James Van Stratin (all times unless otherwise indicated)
“There are decades where nothing happens, and there are weeks where decades happen.” Vladimir Ilich Lenin
Few quotes better capture the current turbulence of the global market. For decades, classic portfolios of 60% equity and 40% bonds have been considered the basis for balanced investments. This allocation usually provides protection in recession through bonds, and stocks have returned to an era of economic growth.
We saw this play during crises like 2008 and 2020, when Ishares’ financial debt (TLT) spiked over 20 years amid global uncertainty. Today, that dynamic is covered. The sustained geopolitical tensions sparked by President Donald Trump’s tariffs, stubborn inflation and slowing growth have led to rising Treasury yields and lower bond prices. TLT is currently down approximately 50% from its 2020 high.
The equity side of the portfolio is not that good. US stocks are performing poorly and are caught up in what some call the broader “sel-American” trade. Even dollars, which are usually strengthened in risk-off environments, are weakened as capital flows shift towards the yen and euro.

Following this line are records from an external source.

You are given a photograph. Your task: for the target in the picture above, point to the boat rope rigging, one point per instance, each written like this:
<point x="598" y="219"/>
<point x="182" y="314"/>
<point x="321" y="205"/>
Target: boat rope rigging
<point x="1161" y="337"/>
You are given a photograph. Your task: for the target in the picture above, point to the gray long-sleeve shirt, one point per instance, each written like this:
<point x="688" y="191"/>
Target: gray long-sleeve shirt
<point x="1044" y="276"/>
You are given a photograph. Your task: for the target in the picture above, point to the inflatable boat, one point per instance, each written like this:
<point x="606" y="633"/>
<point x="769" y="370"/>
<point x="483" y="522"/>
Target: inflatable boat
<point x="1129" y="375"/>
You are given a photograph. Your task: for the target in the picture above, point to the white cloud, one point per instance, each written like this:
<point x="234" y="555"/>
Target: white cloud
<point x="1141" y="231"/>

The new regime focuses on alternative assets. Gold surged to 3,500 ounces for the first time, solidifying its role as heaven. To highlight that meteor rise: precious metals added a market capitalization of around $6 trillion this year. Bitcoin (BTC) has the highest market capitalization ever. Gold ETF inflows measured over a 90-day rolling period are the biggest surge since 2022, approaching the biggest surge in the last decade, the 9 million ounces.

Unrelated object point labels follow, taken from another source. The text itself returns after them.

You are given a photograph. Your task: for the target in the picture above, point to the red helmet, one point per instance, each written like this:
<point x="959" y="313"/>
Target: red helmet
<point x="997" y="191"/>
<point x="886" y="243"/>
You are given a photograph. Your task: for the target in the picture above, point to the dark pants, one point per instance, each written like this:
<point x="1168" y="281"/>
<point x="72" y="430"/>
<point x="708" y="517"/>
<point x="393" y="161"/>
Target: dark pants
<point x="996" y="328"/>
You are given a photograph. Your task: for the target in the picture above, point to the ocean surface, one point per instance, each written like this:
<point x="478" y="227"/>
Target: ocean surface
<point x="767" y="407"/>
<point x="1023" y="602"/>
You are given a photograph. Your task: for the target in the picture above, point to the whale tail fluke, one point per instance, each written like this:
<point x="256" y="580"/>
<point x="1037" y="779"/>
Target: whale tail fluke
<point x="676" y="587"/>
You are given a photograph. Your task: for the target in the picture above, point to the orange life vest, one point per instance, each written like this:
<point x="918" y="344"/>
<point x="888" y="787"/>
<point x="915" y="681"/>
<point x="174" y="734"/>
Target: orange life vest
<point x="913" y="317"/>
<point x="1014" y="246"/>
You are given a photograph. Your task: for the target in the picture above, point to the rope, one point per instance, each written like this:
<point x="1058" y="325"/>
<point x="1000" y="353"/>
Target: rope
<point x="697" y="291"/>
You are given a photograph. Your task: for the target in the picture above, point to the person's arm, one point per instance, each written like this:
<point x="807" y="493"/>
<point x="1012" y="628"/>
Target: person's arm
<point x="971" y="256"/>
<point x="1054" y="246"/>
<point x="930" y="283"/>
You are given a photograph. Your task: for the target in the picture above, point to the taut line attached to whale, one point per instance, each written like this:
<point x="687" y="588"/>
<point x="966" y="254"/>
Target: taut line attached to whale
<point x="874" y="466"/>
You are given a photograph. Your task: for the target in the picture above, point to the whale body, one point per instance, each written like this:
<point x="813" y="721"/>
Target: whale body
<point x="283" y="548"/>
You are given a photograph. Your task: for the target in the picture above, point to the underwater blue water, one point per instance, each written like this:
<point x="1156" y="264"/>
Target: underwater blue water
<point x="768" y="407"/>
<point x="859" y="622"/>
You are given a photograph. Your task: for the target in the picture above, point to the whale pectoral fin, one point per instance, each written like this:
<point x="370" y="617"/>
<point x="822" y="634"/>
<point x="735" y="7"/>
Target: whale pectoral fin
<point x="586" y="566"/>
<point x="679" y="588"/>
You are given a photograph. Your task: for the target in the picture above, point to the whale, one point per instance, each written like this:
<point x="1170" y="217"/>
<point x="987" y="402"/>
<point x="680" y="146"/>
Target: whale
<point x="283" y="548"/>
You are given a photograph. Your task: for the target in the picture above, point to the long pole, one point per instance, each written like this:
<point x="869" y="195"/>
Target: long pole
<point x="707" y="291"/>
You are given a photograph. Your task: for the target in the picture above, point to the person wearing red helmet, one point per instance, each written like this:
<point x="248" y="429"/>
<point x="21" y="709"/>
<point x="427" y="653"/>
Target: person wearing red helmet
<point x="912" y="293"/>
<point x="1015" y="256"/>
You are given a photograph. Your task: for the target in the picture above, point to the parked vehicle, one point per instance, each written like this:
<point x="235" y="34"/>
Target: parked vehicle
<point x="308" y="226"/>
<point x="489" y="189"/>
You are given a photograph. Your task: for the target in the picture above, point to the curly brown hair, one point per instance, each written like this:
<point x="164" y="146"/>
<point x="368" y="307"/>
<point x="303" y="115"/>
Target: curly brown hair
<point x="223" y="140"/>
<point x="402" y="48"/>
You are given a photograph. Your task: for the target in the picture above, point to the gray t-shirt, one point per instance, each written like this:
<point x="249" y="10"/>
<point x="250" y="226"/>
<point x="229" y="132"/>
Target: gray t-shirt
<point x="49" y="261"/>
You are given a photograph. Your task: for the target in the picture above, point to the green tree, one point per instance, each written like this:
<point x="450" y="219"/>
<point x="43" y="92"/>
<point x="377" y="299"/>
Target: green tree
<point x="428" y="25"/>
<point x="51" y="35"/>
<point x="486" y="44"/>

Bitcoin is behind the gold, but it reaffirms itself. It has reached new highs that dominate within the crypto market and is beginning to diverge from US tech stocks. It is increasingly behaving like a valuable and uncorrelated asset in a diverse portfolio. This Friday, the $6.7 billion Bitcoin option expires. This includes a $330 million call option at a $100,000 strike price, setting the stage for the potentially volatile final week of April. Keep alerts!